I do not stress about what everyone thinks about me. Now, if you know me growing up, you would know how I was consumed with pleasing people and worrying about what they thought about the way I looked or what I said or did. This in itself is a miracle. I even wanted those people who I didn’t like to still like me. What an absolute waste of time. Now, if people like me, that's great, if they don't, that's okay too. I know who I am and I know who I'm not.

I no longer allow negative, energy-vampires to have a place in my life.  You know those people who always manage to leave you feeling worse rather than better? Even if the negative people in your life are family, who you are inadvertently stuck with, limit the amount of face-time with them. I've learned to surround myself with positive, supportive friends and family.

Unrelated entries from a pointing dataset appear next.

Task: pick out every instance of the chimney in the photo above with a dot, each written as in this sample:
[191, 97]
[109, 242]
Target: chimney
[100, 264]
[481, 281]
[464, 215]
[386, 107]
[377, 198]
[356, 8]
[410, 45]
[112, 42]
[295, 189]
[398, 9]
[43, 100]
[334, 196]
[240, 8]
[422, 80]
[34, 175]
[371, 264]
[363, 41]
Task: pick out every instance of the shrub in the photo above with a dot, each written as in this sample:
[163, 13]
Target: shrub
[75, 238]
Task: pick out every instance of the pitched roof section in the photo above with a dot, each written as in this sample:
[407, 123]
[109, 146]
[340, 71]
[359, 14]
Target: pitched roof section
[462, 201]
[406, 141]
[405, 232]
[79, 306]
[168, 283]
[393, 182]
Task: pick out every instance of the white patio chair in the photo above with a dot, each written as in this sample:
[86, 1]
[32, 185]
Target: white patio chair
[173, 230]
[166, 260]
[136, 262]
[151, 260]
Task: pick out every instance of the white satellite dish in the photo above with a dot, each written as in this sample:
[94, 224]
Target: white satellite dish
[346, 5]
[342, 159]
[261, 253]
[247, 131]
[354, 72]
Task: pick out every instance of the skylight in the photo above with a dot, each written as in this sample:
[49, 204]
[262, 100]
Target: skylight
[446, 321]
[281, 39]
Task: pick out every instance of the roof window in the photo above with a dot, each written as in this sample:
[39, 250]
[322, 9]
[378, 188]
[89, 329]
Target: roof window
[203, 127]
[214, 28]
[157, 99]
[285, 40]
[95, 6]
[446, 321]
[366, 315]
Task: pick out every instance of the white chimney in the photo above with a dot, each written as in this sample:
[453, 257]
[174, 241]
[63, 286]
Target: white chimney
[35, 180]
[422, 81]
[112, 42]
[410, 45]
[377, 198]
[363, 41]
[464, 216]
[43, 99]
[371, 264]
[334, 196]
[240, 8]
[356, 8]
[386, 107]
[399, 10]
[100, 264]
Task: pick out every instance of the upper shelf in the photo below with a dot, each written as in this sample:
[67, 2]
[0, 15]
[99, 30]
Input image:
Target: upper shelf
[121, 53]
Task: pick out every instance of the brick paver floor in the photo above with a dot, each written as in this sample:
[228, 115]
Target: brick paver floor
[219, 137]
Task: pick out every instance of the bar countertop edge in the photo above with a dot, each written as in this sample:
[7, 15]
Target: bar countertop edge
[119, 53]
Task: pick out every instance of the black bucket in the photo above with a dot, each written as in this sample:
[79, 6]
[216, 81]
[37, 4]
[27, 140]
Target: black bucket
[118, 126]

I say "no" to people more often than I ever did. I used to feel that I had to accept every invitation I could so that I wouldn't hurt anybody’s feelings. Finally, I just said no, thank you, I can't. That's it. It was extremely liberating to learn that it did not cause a major catastrophe, nobody hated me, and life went on. What a revelation!

I will never look like what I did look like in my twenties. Now when I look back at old photos of my skinny days, I feel content…been there, done that and worn the bikini in broad daylight on the beach! I'm just so grateful that I am healthy enough to fight this cancer, and that's what's most important.  This over-inflated body of mine has been through the wins and the wars, giving birth to two beautiful and healthy children, giving free hugs to all who need it, partied all night, played with kids and danced in the rain (Yup! The best feeling in the whole world!).

At this point in my life, I am proud of all that I have achieved up to now, and I know that the Wildly Improbable Goals I’ve set are sure to take me a considerable amount of years to attain. I plan on making all my dreams come true knowing that I will probably have to make a number of sacrifices again, also knowing that I will make a number of new mistakes again. But, this time, I will be less hard on myself, forgive myself more like I’m quick to forgive others.

Big dreams, big goals, life-long lessons…can I do it all? Probably not, but I sure as hell am going to try!